Nuevo tango master Astor Piazzolla (born 11 March 1921, died 4 July 1992) packed a lot of living into his writing and his playing.
Tango is the music of Buenos Aires, but the man who would challenge so many of the traditions and clichés within tango, and in doing so create the revolutionary Nuevo tango, was not even a porteño, as the inhabitants of Buenos Aires are called. Astor Piazzolla was born in Mar del Plata, a resort town on the Atlantic coast of Argentina, about 250 miles south of Buenos Aires. When he was just four years old, his family moved to New York’s Lower East Side, then a tough neighbourhood populated by gangsters seemingly from every denomination. Astor was short and walked with a limp due to a congenital condition, so he fought his way to respect. The other kids called him ‘Lefty’, acknowledging his punch.

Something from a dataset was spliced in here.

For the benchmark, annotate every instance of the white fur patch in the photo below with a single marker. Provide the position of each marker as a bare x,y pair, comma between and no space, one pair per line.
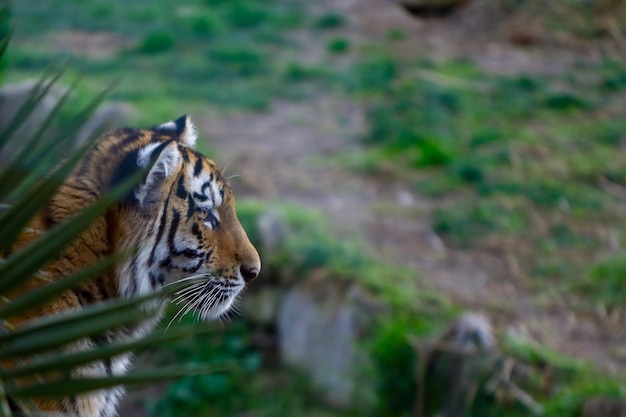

He grew up listening to Italian songs, klezmer music, jazz and, late at night, the tangos his father played at home to alleviate his homesickness. Piazzolla hated tango, but when his father bought him a bandoneon, the button squeezebox that is the quintessential instrument of tango, he set out to learn it ‘just to please him’, he once said. There were no bandoneon teachers around, so he learned the instrument by playing transcriptions of Bach, Schumann and Mozart. He was 13 when he met the iconic tango singer Carlos Gardel, in town to shoot a couple of movies for Paramount. After hearing him play, Gardel famously told him ‘Mirá pibe, el fuelle lo tocás bárbaro, pero al tango lo tocás como un gallego’ (‘Look kid, the squeezebox you play great, but the tango you play like a gringo’).
Piazzolla was still very much a gringo when the family returned to Argentina in 1937, three years later. Even his Spanish was not that good. While in Mar del Plata, he took bandoneon lessons and also heard violinist Elvino Vardaro’s sextet on the radio. His modernist approach awakened in him a new interest in tango. In 1939, he left Mar del Plata to try his luck in Buenos Aires. He joined the orchestra of the great bandoneonist and composer Anibal Troilo, and after a four-year apprenticeship, he left to form his own orchestra.
But playing tango for the dancers in a cabaret was never Piazzolla’s goal. He studied with composer Alberto Ginastera, wrote music for film and won a classical music competition that led to studies in Paris with Nadia Boulanger in 1954. Whatever musical technique she taught him, the most profound impact was her blessing of his tango. He didn’t have to be a classical musician to write serious music, he could be Piazzolla. So, upon his return to Buenos Aires in 1955, he formed his Octet, which marked a before and after in tango history.